A la fin d’un dimanche très éprouvant, j’arrive à Saint-Dizier (Haute Marne) sans opportunité d’hébergement. Nuit noire, trop tard pour partir camper en forêt dans le froid, je reste donc dans la ville. Ville morte. L’église est fermée, je me dirige vers le commissariat de Police et leur expose mon problème. J’ai l’espoir naïf qu’ils me fassent dormir dans un petit local vacant, même une cellule de prison me conviendrait. Tout ce que je veux se résume à un toit et si possible un radiateur. Peu réceptifs, ils refusent catégoriquement de me prêter le moindre cm². Trente minutes et quelques coups de fils plus tard, la solution arrive enfin : il y a un foyer social à l’autre bout de la ville, je peux y aller, une place m’y attend bien au chaud.

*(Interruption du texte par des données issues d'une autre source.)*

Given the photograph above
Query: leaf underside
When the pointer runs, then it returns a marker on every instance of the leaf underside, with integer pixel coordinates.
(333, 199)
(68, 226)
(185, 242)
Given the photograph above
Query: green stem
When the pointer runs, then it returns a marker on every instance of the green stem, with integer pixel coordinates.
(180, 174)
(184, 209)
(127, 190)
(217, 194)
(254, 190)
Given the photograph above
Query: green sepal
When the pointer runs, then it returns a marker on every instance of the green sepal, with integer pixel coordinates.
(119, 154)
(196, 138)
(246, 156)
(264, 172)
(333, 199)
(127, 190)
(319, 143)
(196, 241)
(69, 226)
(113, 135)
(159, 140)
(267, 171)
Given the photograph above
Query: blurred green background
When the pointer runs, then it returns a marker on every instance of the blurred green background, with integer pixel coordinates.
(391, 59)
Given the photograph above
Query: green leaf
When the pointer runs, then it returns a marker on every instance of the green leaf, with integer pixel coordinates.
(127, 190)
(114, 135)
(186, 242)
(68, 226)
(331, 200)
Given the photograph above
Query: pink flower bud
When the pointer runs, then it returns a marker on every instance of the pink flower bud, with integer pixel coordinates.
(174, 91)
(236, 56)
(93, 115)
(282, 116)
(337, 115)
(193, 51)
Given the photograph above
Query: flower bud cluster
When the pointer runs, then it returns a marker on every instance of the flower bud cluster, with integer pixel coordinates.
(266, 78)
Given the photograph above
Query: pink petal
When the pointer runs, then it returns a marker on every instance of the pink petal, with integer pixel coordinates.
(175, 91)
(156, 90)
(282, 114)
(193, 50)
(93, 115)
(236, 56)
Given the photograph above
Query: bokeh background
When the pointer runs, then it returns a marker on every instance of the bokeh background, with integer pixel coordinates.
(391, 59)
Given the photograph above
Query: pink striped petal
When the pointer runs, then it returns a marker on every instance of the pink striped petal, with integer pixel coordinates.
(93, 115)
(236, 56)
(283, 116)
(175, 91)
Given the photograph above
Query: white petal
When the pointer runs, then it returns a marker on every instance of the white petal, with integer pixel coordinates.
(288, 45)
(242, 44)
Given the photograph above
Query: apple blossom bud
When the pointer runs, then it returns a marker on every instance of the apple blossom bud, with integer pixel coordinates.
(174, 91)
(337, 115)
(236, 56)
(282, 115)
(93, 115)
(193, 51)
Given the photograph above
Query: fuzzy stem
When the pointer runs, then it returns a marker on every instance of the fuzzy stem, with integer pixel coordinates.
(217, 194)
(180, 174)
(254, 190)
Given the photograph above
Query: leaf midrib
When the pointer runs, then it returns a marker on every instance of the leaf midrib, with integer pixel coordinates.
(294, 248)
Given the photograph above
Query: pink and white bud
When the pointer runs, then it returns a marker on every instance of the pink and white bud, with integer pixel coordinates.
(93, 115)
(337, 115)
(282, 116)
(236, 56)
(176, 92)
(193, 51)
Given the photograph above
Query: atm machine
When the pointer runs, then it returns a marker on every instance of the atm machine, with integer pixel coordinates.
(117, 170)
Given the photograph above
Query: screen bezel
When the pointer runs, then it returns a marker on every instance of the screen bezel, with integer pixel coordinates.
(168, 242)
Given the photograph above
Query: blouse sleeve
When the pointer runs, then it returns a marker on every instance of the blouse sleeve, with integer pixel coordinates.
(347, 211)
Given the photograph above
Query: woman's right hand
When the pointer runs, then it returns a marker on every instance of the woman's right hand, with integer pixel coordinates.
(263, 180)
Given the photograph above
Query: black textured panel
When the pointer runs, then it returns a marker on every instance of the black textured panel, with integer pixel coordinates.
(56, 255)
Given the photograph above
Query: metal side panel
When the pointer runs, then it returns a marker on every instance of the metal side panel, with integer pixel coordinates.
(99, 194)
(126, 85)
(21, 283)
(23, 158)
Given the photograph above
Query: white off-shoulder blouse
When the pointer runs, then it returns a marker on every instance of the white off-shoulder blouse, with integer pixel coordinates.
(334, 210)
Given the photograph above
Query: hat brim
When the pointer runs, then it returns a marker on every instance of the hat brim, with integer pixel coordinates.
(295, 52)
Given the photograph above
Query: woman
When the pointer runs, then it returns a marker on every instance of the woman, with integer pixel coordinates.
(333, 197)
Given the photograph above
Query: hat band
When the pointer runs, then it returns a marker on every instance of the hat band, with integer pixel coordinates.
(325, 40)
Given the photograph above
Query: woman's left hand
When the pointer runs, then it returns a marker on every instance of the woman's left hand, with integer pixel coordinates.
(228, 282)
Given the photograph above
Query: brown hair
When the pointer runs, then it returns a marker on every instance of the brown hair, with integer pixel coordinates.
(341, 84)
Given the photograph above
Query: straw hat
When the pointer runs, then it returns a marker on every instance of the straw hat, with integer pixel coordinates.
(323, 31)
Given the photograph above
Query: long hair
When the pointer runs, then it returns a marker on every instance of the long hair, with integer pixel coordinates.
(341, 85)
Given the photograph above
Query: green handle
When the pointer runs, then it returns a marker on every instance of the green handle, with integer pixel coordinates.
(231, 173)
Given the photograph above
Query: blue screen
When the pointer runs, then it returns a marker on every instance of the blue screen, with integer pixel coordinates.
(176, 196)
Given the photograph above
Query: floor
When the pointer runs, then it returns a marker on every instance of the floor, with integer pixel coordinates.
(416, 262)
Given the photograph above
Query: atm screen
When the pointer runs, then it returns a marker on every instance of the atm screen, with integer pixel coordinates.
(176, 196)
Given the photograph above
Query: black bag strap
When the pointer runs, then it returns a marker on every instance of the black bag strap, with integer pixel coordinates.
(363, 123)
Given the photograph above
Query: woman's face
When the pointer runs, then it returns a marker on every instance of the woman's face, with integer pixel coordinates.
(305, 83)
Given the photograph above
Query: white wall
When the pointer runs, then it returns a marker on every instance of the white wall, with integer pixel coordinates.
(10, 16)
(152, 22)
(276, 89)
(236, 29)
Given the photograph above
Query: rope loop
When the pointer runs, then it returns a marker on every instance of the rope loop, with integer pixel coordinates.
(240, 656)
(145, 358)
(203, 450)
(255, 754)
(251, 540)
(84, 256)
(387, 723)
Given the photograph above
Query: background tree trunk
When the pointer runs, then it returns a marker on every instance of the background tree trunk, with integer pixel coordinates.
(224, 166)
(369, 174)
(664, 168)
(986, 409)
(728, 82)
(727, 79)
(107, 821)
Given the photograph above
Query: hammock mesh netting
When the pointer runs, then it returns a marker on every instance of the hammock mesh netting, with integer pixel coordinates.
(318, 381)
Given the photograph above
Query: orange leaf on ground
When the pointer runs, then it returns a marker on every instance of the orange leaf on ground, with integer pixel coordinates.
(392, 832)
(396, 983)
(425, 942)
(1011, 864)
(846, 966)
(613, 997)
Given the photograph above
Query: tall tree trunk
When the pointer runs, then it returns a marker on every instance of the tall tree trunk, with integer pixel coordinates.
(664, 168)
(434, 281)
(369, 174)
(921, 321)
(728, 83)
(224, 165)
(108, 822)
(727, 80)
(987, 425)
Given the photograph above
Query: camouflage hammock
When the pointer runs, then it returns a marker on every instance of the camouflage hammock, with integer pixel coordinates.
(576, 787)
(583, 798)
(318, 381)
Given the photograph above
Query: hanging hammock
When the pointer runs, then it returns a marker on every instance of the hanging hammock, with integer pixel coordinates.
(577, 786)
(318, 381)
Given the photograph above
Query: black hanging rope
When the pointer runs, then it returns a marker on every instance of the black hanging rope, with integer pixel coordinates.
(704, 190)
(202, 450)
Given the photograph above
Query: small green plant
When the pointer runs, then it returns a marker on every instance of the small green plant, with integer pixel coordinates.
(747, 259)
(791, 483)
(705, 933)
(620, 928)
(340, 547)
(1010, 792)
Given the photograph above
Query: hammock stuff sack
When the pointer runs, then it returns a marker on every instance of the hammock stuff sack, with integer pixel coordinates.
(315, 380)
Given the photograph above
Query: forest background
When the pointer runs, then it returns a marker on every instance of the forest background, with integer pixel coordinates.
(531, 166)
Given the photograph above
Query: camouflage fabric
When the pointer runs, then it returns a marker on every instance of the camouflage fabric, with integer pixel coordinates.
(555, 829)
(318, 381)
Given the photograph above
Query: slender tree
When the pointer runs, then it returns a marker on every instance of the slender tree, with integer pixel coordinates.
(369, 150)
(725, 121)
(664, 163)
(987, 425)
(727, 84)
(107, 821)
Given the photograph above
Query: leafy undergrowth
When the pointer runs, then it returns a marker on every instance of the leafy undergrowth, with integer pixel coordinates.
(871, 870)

Ne sachant absolument pas à quoi m’attendre, j’y vais à moitié à reculons, mais j’y vais quand même car la nuit est trop fraîche pour faire la fine bouche.

Un homme assez fort d’une cinquantaine d’année m’y accueille, me montre les lieux, la cantine, ma chambre. J’apprends que j’ai droit à un dîner gratuit et que je vais partager ma chambre avec un autre occupant de passage. Je pose mes affaires, prends soin de garder sur moi tous mes objets de valeur et argent et je retourne dans le réfectoire pour le dîner. Je retrouve à ce moment là cette même insupportable sensation de solitude qui m’avait envahi le corps tout entier le tout premier jour de ma première année de pension quand j’avais 14 ans. Livré à soi-même, on se dirige vers le groupe, on tâtonne, on hésite, on cherche un regard complice ou bienveillant, un soutien. On fait tout pour que ce sentiment si terrible de déréliction s’efface à jamais, alors on se fait violence et on y va. Après avoir collecté mon dîner je me retrouve debout, seul au milieu des tablées, le plateau dans les mains, observant les différentes options… ou plutôt observé par les différentes option ! Il y a les tables des noirs, celles des arabes et celles des blancs. Réflexe de survie oblige, je me dirige vers mes semblables avec la désagréable impression de déambuler dans une cantine de prison. A ma table, des hommes de tous les âges, des marginaux, des SDF, des camés, des semi-handicapés mentaux, il y a de tout. Une vraie cour des miracles… sans les miracles. Je m’installe timidement en m’efforçant tout de même de prendre l’air d’un gros dur. Effort vain. Trahi par mon vocabulaire trop riche, ma peau trop lisse et mon oeil trop doux, on commence à me demander ce que je viens faire là, dans ce lieu de déperdition. L’occasion est trop belle, je raconte mon projet et mon voyage, et je gagne peu à peu le respect de mes camarades de tablée. Je me sens moins seul, j’ai mon clan ! Pas vraiment l’élite de la nation, mais des braves types qui semblent m’avoir accepté. J’apprends que beaucoup vivent ici sur le long terme et payent un petit loyer assez symbolique pour avoir droit à un toit, un lit, une douche chaude, des repas et des copains. Ici on ne s’appelle qu’occasionnellement par son prénom. On se nomme “grandes oreilles”, “le noir”, ou toute autre particularité physique. (Analogie intéressante avec l’origine des noms de famille, au douzième siècle, qui venaient très souvent de surnoms liés au physique ou au métier qui se sont peu à peu officialisés.)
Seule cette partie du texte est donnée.